L’initiative, lancée à l’appel de plusieurs élus de gauche, a connu un écho notable à travers le pays. De Lyon à Saint-Denis, en passant par Besançon ou Rennes, les bâtiments municipaux ont vu flotter côte à côte le drapeau tricolore, l’emblème européen et la bannière palestinienne. Cette démarche symbolique intervient le jour même où la France a officiellement reconnu l’État de Palestine.
Le ministère de l’Intérieur avait pourtant adressé aux préfets une circulaire rappelant l’obligation de neutralité des services publics et les risques de troubles à l’ordre public. Selon le décompte des autorités, cinquante-deux communes ont passé outre cette injonction. Certaines, comme Malakoff, font déjà l’objet de poursuites judiciaires et se voient astreintes à des amendes pour retard dans le retrait du drapeau.
Les maires concernés justifient leur geste par la volonté de soutenir une solution à deux États et de promouvoir la paix. Le maire de Lyon, Grégory Doucet, a ainsi estimé que l’absence d’État palestinien favorisait l’émergence de groupes terroristes. À Saint-Denis, Mathieu Hanotin a défendu cette initiative comme un plaidoyer pour une résolution durable du conflit.
D’autres villes ont opté pour un affichage plus équilibré, en hissant conjointement les drapeaux israélien et palestinien, à l’image de Saint-Ouen. Paris a projeté les deux emblèmes sur la tour Eiffel, accompagnés d’un symbole de paix, une initiative diversement appréciée.

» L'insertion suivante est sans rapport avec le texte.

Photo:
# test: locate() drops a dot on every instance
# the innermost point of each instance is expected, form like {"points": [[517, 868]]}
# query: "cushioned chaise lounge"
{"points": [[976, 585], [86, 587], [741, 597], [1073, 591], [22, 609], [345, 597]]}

La question du pavoisement des édifices publics n’est pas nouvelle et soulève des interrogations juridiques quant à la limite entre expression d’une solidarité légitime et manquement au devoir de neutralité. Si certains juristes estiment que cette action s’inscrit dans le cadre de la position officielle de la France, d’autres y voient une prise de position politique contraire aux principes républicains.
Face à cette mobilisation locale, l’Élysée est resté silencieux, choisissant de ne pas commenter publiquement ces initiatives.